«Dove eravamo rimasti?» Ha esordito così il sindaco Andrea Franceschi al rientro in Municipio, venerdì 3 ottobre, dopo 506 giorni di esilio da Cortina d'Ampezzo, citando la frase che Enzo Tortora disse nel 1987, tornando a Portobello, dopo l'assoluzione con formula piena dalle accuse che gli furono mosse. Il reintegro del primo cittadino ampezzano invece è stato possibile grazie ad un'ordinanza trasmessa dal Tribunale di Belluno alla prefettura, che lo aveva sospeso dal ruolo di sindaco in seguito alla misura cautelare, disposta dai magistrati, di divieto di dimora nel suo Comune, dopo l'arresto, il 24 aprile del 2013, per turbativa d'asta, abuso d'ufficio e violenza privata. Grazie all'ordinanza del tribunale, Franceschi ha potuto riprendere tutte le sue funzioni proprio il giorno della scadenza del divieto di dimora.

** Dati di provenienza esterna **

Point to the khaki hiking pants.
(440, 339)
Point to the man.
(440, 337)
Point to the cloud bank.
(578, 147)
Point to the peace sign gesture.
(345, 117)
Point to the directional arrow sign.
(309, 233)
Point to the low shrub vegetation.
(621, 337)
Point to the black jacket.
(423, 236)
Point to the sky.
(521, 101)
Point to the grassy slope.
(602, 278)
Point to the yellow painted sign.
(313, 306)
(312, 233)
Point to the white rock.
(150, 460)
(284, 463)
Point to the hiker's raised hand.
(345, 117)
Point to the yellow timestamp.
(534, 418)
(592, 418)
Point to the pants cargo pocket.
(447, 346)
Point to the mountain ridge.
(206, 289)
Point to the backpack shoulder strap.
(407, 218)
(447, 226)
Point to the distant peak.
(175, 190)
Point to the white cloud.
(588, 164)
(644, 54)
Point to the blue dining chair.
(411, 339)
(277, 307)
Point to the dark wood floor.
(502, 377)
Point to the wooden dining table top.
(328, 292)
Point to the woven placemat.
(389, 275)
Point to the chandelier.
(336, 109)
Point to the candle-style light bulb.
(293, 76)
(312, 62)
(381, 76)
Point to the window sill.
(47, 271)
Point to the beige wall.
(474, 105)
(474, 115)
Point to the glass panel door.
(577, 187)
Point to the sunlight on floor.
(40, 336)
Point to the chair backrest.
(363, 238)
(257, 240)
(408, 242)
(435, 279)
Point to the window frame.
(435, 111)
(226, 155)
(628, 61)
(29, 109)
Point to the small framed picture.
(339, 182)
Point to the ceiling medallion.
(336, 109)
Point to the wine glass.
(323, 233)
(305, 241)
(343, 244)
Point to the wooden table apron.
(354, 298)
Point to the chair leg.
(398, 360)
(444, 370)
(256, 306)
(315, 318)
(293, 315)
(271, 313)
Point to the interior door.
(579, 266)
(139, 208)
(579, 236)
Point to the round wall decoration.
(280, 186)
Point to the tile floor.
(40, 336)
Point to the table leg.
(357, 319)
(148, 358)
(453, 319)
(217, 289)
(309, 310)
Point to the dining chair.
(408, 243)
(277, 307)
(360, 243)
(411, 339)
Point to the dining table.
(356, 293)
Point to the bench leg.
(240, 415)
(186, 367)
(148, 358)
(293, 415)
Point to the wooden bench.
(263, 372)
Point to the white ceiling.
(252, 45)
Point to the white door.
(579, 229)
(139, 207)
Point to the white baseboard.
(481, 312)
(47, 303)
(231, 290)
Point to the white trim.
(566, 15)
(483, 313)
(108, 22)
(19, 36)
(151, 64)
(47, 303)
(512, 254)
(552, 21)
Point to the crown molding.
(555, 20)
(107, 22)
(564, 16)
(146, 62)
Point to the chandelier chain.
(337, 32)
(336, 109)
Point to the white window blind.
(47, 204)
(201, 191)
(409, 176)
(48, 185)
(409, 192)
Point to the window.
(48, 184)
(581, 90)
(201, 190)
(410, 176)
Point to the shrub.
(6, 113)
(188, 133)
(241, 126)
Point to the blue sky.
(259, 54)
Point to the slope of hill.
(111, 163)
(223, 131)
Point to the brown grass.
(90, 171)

«Non posso negare che l'ultimo anno e mezzo sia stato molto impegnativo per me e la mia famiglia. Fin dal 24 aprile 2013, infatti, mi sarebbe bastato rassegnare le dimissioni per riacquistare immediatamente la piena libertà. Ho, invece, deciso di tenere duro perché so di aver sempre agito solo ed esclusivamente nell'interesse di Cortina d'Ampezzo. Se ho scelto di seguire la strada più difficile e tortuosa è anche perché, quando mio figlio sarà grande e mi chiederà di quel lontano aprile 2013, potrò guardarlo dritto negli occhi dicendogli che nella vita si deve essere disposti a fare dei sacrifici, quando si ha la coscienza a posto e si sa di aver agito correttamente. Le scorciatoie non servono a nulla: quello che conta veramente è poter sempre andare a testa alta».
«Oggi desidero ringraziare i miei concittadini per l'affetto e la solidarietà che non sono mai mancati e anche la gente di San Vito e di tutto il Cadore che ha accolto la mia famiglia come se fossimo sempre stati lì. Anche per questo continueremo a vivere, almeno per un po', nella casa dove abbiamo trascorso questo difficile periodo.
Mi auguro, poi, che questa vicenda possa essere di insegnamento anche per la nostra Comunità. In questo momento ritengo che sia importante andare avanti con serenità, rimboccandosi le maniche e rimanendo tutti uniti per il bene di Cortina. Nessuno ha la bacchetta magica, ma posso garantire che lavorerò con il massimo impegno come ho sempre fatto».
Franceschi si è reso disponibile a rispondere alle domande dei giornalisti, a patto che non si parlasse della sua vicenda giudiziaria, ma subito dopo ha invece parlato proprio di questo, in una sorta di arringa personale.
«Quanto al processo, non ritengo corretto oggi entrare nel merito - ha detto Franceschi
- tuttavia, considerata l'ondata di fango che ha colpito la reputazione che mi ero costruito passo dopo passo, mi preme solo ribadire che non sono accusato di aver preso neanche un centesimo o di aver avuto vantaggi diretti o indiretti dai miei comportamenti.
Qui si discute solo se un Sindaco possa o non possa suggerire di abbassare la cifra di un appalto per risparmiare 100.000 Euro di soldi pubblici. E se possa o non possa dire ai vigili urbani di non fare imboscate con l'autovelox. Si discute, quindi, di quale sia il ruolo dei Sindaci in Italia. Probabilmente
- se avessi avuto in tasca la tessera di qualche partito invece di essere un amministratore libero e privo di padrini - la mia vicenda avrebbe aperto una seria riflessione che invece, finora, non c'è stata. Per quanto mi riguarda, ribadisco il rispetto per il lavoro della Magistratura e sono consapevole che solo all'interno del processo - dal quale non ho mai cercato di sottrarmi, anzi - potrà emergere la totale correttezza dei miei comportamenti».
Il sindaco, insieme al suo vice, Enrico Pompanin, e all'assessore Adriano Verocai, tornerà in tribunale il prossimo 14 gennaio.